Towards Efficient Exact Optimization of Language Model Alignment

Overview

This is the official pytorch implementation of the EXO algorithm for efficient exact optimization of aligning language models (LMs) with human preferences, as described in our ICML 2024 paper Towards Efficient Exact Optimization of Language Model Alignment.

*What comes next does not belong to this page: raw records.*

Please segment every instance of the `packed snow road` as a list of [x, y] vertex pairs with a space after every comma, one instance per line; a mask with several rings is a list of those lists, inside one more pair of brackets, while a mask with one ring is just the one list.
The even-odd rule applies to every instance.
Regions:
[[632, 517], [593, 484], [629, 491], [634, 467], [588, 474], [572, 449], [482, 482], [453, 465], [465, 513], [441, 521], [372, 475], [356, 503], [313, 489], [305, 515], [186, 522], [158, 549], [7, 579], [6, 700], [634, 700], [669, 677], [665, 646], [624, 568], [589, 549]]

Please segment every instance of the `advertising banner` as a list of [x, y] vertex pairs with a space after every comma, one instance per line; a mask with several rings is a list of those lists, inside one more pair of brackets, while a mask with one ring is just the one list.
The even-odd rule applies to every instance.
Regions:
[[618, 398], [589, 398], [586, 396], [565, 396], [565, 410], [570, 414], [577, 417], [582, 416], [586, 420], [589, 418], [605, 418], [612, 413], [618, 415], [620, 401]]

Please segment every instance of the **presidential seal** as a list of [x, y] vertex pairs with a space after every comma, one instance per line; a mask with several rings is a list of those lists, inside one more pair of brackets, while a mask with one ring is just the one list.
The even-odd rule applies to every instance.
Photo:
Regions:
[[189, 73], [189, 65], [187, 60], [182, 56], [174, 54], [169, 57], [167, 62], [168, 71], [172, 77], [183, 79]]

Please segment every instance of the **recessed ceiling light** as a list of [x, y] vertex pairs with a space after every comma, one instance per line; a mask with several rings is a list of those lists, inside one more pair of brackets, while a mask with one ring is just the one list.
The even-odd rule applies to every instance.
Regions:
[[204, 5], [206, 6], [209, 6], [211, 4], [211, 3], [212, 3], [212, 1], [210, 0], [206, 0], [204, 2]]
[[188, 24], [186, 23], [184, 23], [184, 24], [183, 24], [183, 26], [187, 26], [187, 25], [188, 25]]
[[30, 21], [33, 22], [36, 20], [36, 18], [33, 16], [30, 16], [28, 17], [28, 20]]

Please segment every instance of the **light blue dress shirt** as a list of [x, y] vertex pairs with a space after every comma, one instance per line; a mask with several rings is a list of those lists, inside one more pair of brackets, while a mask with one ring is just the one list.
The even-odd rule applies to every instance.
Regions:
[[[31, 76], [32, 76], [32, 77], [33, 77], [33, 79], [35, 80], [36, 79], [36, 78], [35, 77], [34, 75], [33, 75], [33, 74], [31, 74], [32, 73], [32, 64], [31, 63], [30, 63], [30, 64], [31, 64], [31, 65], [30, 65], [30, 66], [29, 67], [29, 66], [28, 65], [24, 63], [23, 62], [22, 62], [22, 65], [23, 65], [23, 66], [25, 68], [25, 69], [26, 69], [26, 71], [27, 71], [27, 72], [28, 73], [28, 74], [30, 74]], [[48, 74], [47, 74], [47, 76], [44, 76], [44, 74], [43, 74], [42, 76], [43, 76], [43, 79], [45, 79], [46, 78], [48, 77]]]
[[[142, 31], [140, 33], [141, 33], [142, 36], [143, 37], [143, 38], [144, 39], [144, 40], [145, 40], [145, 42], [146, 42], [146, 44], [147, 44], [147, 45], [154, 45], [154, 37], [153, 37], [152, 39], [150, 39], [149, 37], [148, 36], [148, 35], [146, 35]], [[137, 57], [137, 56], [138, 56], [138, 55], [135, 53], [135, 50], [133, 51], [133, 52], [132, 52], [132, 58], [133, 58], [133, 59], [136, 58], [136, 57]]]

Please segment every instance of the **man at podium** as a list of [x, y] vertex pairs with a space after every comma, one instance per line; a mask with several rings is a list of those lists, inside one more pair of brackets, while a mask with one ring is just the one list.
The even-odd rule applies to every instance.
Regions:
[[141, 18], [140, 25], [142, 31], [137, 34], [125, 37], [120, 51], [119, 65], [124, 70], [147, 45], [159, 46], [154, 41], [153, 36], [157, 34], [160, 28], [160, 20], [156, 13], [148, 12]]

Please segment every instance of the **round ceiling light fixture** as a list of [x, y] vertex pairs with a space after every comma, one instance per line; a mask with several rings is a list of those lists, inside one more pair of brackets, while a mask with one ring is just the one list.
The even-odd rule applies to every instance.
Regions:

EXO essentially minimizes the reverse KL between the empirical distributions defined by the policy and the reward. As a comparison, DPO corresponds to minimizing the forward KL. The above figure illustrates the distinct behavior of policies obtained by minimizing (a) the reverse KL and (b) the forward KL.

Dependencies

python >= 3.9.0
transformers >= 4.34.1
deepspeed >= 0.11.2

It is recommended to precomplie the required extensions when installing deepspeed (For more details refer to the installation guideline of deepspeed):

DS_BUILD_FUSED_ADAM=1 DS_BUILD_TRANSFORMER=1 DS_BUILD_TRANSFORMER_INFERENCE=1 pip install deepspeed

General Guideline

EXO supports the settings of (i) training directly on the preference data and (ii) training with the supervision provided by a learned reward model. The pipeline is comprised of the following stages:

Supervised fine-tuning (SFT) stage:
- Train the SFT policy: train_sft.sh.
- (Optional) Sample from the SFT policy: inference_sft.sh.
Reward Model (RM) stage:
- (Optional) Train the RM: train_rm.sh.
- Score the prompt-generation pairs with reward: inference_rm.sh.
Alignment stage:
- Train the policy to align with human preferences using EXO: train_exo.sh.
- Sample from the learned policy: inference_sft.sh.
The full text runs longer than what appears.